Bio-IT World in July 2003 has an article on moving to PDA-based recording, rather than the traditional patient diaries. Patient, Record Thyself - Archive
A recent study is making the inadequacies of paper-based diaries much more difficult to brush under the carpet. In a paper on chronic pain, published by psychiatrists at Stony Brook University in April ("Patient compliance with paper and electronic diaries," Control Clin Trials 24,182-99), the number of patients who recorded their experiences as instructed was only 11 percent among those using paper diaries, compared with 90 percent of patients with a personal digital assistant.
Note: It appears this study was sponsored by the vendor of the electronic diary.
This is an old problem. How do you get field data accurately and timely without intruding into the life of the patient too much. Paper diaries are too easy to "fake" or simply fill out at the end of the week, well after the experience in question. While the electronic diaries are easier to use, people can still record their memory of the event rather than recording in real time.
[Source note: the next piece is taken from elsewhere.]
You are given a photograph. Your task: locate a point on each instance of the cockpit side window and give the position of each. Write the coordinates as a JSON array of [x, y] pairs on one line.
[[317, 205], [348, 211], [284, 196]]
This type of solution is on target, though. It also solves a number of other nagging problems with clinical data collection. The standard in the industry is to have two different people key data from paper logs. (To help ensure data accuracy.) This is slow and provides absolutely no feedback to the patient. Electronic connections immediately drop data into a database -- or can send it through a scrubbing process -- which can give patients a quick report of how they are doing. Electronic data transfer also provides faster feedback to the doctors, nurses and clinical trial administrators on how patients are doing and how they are keeping up with the plan.
On the other side, there is the big 21 CFR Part 11 and HIPAA questions of data integrity, accuracy and privacy. The primary vendor argues that this system is has more integrity than current paper systems, and their product has been used in a successful FDA filing.